When I finished the script for the first chapter of Brazil’s Childhood, I was very disturbed. After all, I had to imprint in my characters an extremely macho voice. In that world 500 of years ago, women, at least the ones imported from Europe, were seen as goods, a means of perpetuating one’s lineage. This was a concept that annoys me, because when one sees another person as an object, the object becomes easily disposable. The most disturbing is, however, that until today there are men that see women in a similar way to that of the characters I created for this chapter. When we think of the past, we tend to think that the world has evolved. But it is way easier to list the technological advances than the social ones. Certain values may be so rooted in our education that they may haunt us to this date. I hope that we prepare a better world for those who are still to come in this world. There are days, however, that visions as limited as I tried to imprint on my HQ come back and haunt us full on.
Thus, I hope that, in the future, when people look back at our civilization, they deem us primitive. Not because of prejudice, though, but because the world will have truly evolved. This is the kind of thing that I think when I do my job, be it on a comic strip, on a short HQ, or even on a graphic novel. Furthermore, a project like Brazil’s Childhood is something inevitably reflexive. At least for me.
When speaking about a particular historical period, it seems easy to use our contemporary view. We decode past worlds with current values. This is, however, not reliability. It is a fact that we can never portray other times like it truly was. The memories of just a few years ago betray us, imagine trying and assembling places, people and dialogs through mere fragments of information we can consult in the books! Perhaps, the hardest part in this process of reinvention of the past is to place the right voice on each character. I do not need to agree with my characters, but I need to give them the highest veracity possible. I need you to believe in them.
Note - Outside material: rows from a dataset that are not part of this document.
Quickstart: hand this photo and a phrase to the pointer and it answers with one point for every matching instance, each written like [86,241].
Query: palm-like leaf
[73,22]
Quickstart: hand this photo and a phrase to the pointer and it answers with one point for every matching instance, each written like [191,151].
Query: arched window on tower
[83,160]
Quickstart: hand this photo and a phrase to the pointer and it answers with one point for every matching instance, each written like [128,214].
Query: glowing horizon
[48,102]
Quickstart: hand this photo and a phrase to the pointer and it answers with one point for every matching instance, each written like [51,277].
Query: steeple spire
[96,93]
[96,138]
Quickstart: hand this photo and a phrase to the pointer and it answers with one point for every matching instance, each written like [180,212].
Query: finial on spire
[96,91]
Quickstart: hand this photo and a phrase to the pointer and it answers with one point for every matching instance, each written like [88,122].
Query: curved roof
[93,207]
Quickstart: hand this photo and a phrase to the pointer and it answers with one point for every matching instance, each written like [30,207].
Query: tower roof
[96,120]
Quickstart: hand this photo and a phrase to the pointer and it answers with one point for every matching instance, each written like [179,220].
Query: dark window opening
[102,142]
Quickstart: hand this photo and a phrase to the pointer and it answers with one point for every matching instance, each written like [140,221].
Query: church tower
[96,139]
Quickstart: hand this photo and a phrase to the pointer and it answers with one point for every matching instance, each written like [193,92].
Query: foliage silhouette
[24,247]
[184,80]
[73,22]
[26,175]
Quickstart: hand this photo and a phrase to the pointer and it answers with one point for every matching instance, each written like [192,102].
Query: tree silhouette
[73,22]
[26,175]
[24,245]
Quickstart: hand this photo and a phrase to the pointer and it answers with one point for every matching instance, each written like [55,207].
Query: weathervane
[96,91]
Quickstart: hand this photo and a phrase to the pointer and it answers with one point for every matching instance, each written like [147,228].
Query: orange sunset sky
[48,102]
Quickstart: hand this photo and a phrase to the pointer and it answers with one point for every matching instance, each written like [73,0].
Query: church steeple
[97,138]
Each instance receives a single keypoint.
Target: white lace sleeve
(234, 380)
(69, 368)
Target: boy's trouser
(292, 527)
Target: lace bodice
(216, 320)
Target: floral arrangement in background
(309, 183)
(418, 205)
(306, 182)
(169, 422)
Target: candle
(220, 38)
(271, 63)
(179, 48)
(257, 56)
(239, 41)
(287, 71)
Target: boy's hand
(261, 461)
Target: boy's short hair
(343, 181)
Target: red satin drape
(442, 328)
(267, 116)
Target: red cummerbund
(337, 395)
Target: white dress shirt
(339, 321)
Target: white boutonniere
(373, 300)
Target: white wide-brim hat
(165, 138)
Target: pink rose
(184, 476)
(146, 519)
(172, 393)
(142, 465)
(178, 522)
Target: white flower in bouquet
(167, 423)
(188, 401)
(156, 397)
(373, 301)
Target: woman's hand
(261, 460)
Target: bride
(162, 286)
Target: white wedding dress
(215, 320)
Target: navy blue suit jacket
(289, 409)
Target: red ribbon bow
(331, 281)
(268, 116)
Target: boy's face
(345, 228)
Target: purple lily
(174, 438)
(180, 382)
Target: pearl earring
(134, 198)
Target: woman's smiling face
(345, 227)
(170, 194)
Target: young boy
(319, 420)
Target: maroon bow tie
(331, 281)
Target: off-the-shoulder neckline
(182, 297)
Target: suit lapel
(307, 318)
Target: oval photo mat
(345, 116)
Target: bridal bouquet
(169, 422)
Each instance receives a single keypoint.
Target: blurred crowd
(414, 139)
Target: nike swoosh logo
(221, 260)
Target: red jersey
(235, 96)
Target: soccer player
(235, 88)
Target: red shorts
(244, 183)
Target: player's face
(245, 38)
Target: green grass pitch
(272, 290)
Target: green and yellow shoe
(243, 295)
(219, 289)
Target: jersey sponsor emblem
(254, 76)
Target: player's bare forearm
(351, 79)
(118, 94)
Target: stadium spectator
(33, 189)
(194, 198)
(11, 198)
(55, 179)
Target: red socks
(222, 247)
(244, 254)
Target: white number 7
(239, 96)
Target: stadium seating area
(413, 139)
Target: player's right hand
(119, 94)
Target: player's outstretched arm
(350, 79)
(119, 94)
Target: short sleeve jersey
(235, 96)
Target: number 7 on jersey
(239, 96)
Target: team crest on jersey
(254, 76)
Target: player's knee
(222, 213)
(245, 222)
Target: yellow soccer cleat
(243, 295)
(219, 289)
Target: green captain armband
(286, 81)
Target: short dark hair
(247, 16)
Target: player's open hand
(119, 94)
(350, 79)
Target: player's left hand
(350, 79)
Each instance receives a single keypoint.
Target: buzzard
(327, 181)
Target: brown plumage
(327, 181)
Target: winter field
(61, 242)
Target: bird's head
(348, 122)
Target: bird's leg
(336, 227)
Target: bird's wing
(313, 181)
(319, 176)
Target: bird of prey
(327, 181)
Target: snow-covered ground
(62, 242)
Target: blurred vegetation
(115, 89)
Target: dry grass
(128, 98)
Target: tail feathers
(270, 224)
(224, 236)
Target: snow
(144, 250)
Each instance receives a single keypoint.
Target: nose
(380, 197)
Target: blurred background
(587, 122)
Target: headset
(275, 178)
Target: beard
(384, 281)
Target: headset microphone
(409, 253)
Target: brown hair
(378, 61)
In the first chapter of Brazil’s Childhood, we travelled to a place in the second half of the sixteenth century. That was a more pragmatic world with a different sense of morality. People who needed to be brute, religious people who needed to impose some sort of order in the New World made up this place. Brazil has always been a mash up of contrasting realities. So says my character Gabriel: “This land defined by some the heaven and by others the hell?”